Thanks for the responses!
I am confused by the role of a DAC for testing the ADC performance. I think my issue is an overall lack of understanding as to what gets baked into the PCM (or even DSD) data. Specifically jitter. If I understand correctly, the only way to correct this jitter would be to assume that the ADC attached a (very long) time stamp to every sample —this is obviously not possible. I think I once read that the MQA people claimed they could “correct” this if they knew what ADC was used at the studio or for the a digital master transfer.

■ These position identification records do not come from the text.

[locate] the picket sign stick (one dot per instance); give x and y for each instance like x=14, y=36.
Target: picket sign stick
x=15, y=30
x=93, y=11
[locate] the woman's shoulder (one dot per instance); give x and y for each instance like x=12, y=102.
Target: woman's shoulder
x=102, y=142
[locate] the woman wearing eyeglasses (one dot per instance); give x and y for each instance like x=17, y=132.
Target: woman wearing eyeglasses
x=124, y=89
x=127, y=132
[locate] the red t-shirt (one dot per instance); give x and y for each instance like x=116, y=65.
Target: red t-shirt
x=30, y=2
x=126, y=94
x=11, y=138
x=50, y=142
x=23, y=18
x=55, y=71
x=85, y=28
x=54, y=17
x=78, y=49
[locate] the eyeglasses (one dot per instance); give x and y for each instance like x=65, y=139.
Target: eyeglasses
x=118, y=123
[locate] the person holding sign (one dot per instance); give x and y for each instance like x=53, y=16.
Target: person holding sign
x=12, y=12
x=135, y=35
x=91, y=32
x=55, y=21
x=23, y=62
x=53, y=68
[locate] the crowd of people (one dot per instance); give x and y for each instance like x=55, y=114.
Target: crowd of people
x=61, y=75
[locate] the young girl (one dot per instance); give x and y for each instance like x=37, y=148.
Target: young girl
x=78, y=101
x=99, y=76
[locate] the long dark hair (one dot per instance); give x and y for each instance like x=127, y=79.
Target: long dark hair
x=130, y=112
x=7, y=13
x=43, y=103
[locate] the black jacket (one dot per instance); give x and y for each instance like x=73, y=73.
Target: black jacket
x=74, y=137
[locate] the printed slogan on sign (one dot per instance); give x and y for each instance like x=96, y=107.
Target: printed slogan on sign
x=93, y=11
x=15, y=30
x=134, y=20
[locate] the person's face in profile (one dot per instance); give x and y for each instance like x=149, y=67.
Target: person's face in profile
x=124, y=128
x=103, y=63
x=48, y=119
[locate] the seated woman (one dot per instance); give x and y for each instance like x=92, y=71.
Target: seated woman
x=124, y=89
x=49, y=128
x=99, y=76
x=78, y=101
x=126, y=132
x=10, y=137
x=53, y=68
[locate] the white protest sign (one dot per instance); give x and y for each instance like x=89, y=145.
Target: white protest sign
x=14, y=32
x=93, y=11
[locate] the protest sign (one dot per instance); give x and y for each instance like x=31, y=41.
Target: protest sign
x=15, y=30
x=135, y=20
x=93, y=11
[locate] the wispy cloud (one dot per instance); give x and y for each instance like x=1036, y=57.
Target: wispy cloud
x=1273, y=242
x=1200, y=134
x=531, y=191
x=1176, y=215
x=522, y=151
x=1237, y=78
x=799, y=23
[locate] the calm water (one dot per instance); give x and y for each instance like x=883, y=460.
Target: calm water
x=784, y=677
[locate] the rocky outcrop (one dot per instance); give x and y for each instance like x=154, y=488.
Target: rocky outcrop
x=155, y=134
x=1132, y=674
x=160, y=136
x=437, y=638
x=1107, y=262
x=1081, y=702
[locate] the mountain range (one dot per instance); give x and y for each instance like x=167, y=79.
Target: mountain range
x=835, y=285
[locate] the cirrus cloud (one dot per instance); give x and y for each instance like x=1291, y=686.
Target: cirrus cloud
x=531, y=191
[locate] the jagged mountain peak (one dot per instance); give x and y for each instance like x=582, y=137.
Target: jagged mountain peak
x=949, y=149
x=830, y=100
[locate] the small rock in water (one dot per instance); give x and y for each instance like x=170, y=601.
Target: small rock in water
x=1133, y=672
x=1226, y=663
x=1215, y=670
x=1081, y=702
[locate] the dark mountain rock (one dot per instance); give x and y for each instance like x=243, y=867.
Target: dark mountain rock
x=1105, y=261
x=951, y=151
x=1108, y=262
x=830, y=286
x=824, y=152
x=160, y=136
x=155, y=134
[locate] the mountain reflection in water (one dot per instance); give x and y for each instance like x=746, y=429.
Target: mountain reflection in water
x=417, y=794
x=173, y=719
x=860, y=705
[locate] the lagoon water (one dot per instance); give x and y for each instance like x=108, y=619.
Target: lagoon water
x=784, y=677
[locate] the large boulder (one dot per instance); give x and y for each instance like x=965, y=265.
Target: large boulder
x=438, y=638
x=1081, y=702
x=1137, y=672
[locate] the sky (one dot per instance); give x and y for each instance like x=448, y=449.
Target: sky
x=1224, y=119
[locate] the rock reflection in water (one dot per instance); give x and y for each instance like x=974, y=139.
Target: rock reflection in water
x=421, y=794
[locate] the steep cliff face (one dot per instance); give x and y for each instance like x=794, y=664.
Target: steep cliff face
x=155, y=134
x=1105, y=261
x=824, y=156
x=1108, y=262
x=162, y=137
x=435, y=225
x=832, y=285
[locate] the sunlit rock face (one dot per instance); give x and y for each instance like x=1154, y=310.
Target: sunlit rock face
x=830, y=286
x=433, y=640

That sounded absolutely insane to me.
I have a pcb coming for the cirrus CS5361 and was mainly curious how the device would respond to different oscillators (mainly Abracon, some NDK and other far less expensive). Their CS5381 (same pinout) dev board has a crystal socket even (intended to be able to change sample rates, etc) that I thought would be fun to experiment with. However, clearly according to
@amirm ADC tests the winners of the ADC world are utilizing more than a simple XO. Yet also, the Cirrus Logic engineers didn’t find this necessary to achieve the results in the data sheet with regard to SINAD or at least were unscrupulous enough to omit this haha.
By the time an (arguably) unstable clock has baked it’s poorly divided slices into PCM data even the most accurately clocked DAC is just going to properly distribute the slices and rewrite history, right? There is no contract between ADC and DAC — beyond that I still cannot figure out how DSD offers any advantage on the ADC side other than possibly introducing less jitter in the first place because it’s slightly less demanding on processing.
I have just recently seen “time smear” used on audiophile sites. Is this the marketing term for the history rewriting? I’m not asking if it’s audible…just trying to figure out what they’re referring to.
I’m going to download REW now thanks again!